Meskipun demikian, POPs masih ada di Indonesia bahkan termasuk beberapa jenis POPs baru yang ditetapkan oleh sekretariat Stokcholm dengan jumlah 23 bahan. Hal ini ditunjukkan pada laporan inventarisasi yang dilakukan pada tahun 2013 dalam dimana dilaporkan bahwa DDT, PCB, HCB dan PBDE terdeteksi bahkan dalam air susu ibu di Indonesia. Lebih jauh, regulasi terkait dengan bahan beracun dan berbahaya diluar POPs maupun 264 bahan dalam PP 74 tahun 2001 belum tersedia.

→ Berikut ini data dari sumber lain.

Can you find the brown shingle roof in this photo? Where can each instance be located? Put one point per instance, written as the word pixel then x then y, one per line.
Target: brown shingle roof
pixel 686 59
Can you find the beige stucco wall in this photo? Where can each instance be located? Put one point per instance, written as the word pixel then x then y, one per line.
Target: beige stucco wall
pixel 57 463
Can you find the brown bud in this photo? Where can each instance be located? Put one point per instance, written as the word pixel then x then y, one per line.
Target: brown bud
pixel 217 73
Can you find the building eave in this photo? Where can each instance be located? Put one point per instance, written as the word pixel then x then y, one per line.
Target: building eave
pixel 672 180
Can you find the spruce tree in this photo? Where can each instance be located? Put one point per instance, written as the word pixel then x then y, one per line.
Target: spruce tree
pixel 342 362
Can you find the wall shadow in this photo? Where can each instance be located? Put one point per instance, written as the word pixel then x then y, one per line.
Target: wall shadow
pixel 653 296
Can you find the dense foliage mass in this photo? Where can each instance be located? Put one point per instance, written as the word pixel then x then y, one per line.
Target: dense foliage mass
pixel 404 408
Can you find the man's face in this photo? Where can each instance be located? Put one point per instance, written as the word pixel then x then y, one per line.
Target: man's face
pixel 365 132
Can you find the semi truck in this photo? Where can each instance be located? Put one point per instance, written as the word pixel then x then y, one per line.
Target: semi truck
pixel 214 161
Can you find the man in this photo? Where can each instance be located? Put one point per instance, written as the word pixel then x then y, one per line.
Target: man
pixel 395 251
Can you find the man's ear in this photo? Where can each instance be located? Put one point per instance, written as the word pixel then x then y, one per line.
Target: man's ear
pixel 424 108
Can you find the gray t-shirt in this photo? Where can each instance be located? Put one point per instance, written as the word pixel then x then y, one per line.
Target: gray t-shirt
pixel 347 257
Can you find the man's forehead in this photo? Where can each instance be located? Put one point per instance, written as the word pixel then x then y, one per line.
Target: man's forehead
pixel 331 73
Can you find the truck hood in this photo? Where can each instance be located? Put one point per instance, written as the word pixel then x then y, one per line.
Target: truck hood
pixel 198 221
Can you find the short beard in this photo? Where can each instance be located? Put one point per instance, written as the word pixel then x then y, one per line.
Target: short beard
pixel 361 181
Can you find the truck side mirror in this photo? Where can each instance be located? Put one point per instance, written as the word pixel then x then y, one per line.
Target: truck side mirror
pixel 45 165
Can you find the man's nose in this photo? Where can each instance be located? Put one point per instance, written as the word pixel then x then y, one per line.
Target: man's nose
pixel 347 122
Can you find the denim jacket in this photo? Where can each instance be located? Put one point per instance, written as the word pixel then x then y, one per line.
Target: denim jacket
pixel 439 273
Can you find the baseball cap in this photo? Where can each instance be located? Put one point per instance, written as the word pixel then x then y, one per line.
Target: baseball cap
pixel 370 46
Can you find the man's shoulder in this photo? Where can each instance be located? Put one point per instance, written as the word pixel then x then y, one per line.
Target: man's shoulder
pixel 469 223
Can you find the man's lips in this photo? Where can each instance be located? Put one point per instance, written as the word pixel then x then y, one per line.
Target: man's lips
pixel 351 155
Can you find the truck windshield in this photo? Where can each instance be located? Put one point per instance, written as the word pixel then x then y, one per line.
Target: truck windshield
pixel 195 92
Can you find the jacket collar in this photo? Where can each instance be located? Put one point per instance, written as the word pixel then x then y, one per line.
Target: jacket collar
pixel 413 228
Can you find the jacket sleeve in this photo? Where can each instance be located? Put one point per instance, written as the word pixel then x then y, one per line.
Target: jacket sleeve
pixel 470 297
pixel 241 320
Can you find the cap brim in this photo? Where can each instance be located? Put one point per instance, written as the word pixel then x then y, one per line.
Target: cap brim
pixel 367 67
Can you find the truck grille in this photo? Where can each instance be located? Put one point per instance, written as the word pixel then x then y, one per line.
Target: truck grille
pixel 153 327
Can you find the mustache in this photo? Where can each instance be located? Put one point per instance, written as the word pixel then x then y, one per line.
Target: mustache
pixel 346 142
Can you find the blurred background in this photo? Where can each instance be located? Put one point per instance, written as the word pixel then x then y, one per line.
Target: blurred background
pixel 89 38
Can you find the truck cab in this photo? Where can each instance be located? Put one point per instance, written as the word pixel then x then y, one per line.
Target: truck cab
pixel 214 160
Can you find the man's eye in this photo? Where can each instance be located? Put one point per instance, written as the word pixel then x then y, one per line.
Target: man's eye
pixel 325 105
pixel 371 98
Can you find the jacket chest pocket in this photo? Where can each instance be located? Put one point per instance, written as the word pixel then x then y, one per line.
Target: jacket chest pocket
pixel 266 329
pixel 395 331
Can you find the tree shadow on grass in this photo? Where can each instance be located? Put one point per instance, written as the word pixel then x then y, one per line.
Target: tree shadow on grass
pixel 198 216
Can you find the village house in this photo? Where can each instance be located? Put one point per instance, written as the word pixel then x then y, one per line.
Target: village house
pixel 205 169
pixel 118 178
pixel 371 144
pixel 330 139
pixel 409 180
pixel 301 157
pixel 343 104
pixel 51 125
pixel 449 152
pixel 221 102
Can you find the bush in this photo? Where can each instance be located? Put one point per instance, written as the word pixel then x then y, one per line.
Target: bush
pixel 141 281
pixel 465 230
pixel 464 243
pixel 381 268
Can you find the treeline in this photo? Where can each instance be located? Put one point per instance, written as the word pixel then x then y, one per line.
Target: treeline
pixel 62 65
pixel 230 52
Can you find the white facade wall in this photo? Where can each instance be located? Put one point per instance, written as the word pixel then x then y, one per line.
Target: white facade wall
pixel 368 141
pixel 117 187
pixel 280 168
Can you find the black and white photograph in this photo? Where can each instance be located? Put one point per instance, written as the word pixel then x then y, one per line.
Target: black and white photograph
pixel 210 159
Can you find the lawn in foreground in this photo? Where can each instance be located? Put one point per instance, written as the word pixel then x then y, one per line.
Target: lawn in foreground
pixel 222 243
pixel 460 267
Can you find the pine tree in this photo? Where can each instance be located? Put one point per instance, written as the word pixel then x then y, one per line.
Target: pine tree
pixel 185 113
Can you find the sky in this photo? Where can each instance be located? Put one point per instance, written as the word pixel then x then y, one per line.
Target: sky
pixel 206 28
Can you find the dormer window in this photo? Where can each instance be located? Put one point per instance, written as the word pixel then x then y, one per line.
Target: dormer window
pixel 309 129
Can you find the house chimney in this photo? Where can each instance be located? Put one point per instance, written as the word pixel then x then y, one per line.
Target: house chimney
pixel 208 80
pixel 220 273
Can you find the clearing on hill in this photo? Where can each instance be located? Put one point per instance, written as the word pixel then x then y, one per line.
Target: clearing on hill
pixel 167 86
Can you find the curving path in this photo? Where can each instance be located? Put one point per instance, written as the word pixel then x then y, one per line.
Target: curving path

Sesuai amanat pasal 58 Undang-Undang Nomor 32 Tahun 2009 tentang Perlindungan dan Pengelolaan Lingkungan Hidup, dan pasal 28 dan pasal 29 Peraturan Pemerintah Nomor 74 Tahun 2001 bahwa Pemerintah baik pusat maupun daerah mempunyai tanggung jawab yang sama dalam melakukan pengawasan pengelolaan Bahan Berbahaya dan Beracun. Sehingga diperlukan sebuah mekanisme untuk dapat menjadi pedoman untuk menentukan bahwa suatu bahan kimia harus dibatasi atau tidak terkait dengan produksi, impor dan peredarannya di Indonesia.